(CCSP062) COMPARISON OF MACHINE LEARNING AND CONVENTIONAL STATISTICAL MODELING FOR PREDICTING READMISSION FOLLOWING ACUTE HEART FAILURE HOSPITALIZATION
Thursday, October 26, 2023
13:50 – 14:00 EST
Location: ePoster Screen 6
Disclosure(s):
Karem Abdul-Samad, BSc: No financial relationships to disclose
Background: Developing 30-day readmission prediction models for patients with heart failure, with sufficient discrimination, has been challenging. Emerging evidence has suggested that machine learning (ML) algorithms may have an advantage over conventional modelling (CSM). However, since few studies have reported calibration metrics for ML models, it remains unclear if ML algorithms are superior to CSM regression. In this study, we developed ML models to predict 30-day cardiovascular and non-cardiovascular readmissions and compared their performance to that of models generated using conventional statistical methods.
METHODS AND RESULTS: We studied patients >18 years diagnosed with heart failure and discharged alive from a hospital or emergency department between 2004-2007, selected by random sampling of the Enhanced Feedback for Effective Cardiac Treatment (EFFECT) and Emergency Department Heart Failure (EDHF) chart review cohorts. We collected an extensive set of clinical and demographic factors for this cohort. The study sample was randomly divided into training (2/3) and validation (1/3) sets. The 30-day readmission prediction models were developed using the Fine-Gray subdistribution hazard regression model (treating death as a competing risk) and the ML algorithm Random Survival Forests. Models were evaluated in the validation set using discrimination and calibration metrics.

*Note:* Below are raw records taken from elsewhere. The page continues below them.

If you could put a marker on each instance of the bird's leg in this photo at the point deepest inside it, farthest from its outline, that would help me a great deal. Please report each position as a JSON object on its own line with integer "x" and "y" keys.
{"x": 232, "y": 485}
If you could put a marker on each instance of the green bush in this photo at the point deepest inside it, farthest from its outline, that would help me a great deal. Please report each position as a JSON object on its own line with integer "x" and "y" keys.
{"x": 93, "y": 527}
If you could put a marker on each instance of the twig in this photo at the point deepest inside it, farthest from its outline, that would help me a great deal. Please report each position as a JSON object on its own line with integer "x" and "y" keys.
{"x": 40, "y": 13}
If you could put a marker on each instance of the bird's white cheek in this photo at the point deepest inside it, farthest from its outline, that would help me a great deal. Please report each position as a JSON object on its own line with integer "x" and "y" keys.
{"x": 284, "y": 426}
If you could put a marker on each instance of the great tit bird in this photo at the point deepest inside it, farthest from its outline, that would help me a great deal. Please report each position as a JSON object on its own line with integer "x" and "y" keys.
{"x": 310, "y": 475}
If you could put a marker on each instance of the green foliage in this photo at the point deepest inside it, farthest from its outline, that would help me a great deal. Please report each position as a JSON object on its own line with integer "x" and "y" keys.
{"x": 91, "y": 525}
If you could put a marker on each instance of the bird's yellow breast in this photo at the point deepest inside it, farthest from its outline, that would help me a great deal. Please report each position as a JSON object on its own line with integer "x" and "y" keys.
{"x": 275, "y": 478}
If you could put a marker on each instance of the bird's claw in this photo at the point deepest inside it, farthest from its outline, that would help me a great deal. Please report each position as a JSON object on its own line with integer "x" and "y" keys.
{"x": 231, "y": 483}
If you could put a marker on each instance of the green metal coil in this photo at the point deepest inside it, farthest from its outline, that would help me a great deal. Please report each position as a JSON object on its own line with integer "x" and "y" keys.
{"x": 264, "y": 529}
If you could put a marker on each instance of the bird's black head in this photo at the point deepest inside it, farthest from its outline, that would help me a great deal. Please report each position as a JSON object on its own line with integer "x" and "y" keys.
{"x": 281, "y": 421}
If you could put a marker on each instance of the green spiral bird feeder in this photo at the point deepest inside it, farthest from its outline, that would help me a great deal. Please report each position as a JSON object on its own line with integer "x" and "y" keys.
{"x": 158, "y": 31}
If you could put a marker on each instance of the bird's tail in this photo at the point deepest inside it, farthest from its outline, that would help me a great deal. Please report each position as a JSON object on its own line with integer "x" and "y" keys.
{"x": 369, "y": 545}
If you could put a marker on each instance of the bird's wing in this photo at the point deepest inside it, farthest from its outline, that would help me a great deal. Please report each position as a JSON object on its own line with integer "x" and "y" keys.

In a cohort of 10,919 patients, Random Survival Forests (c-statistic = 0.620) showed similar discrimination to the Fine-Gray competing risk model (c-statistic= 0.621) for 30-day cardiovascular readmission. In contrast, for 30-day non-cardiovascular readmission, the Fine-Gray model (c-statistic= 0.641) slightly outperformed the Random Survival Forests model (c-statistic = 0.632). For both outcomes, subdistribution hazard regression displayed better calibration than random survival models using plots that compared observed vs. predicted risk across the deciles of risk (Panels A-D), with random survival forests overestimating the risk of readmissions across all risk deciles.
Conclusion: Fine-Gray subdistribution hazard regression was comparable to ML in discrimination for both outcomes but was superior to ML algorithms in calibration. This study highlights the importance of reporting calibration metrics in addition to discrimination to evaluate prediction models generated using machine learning.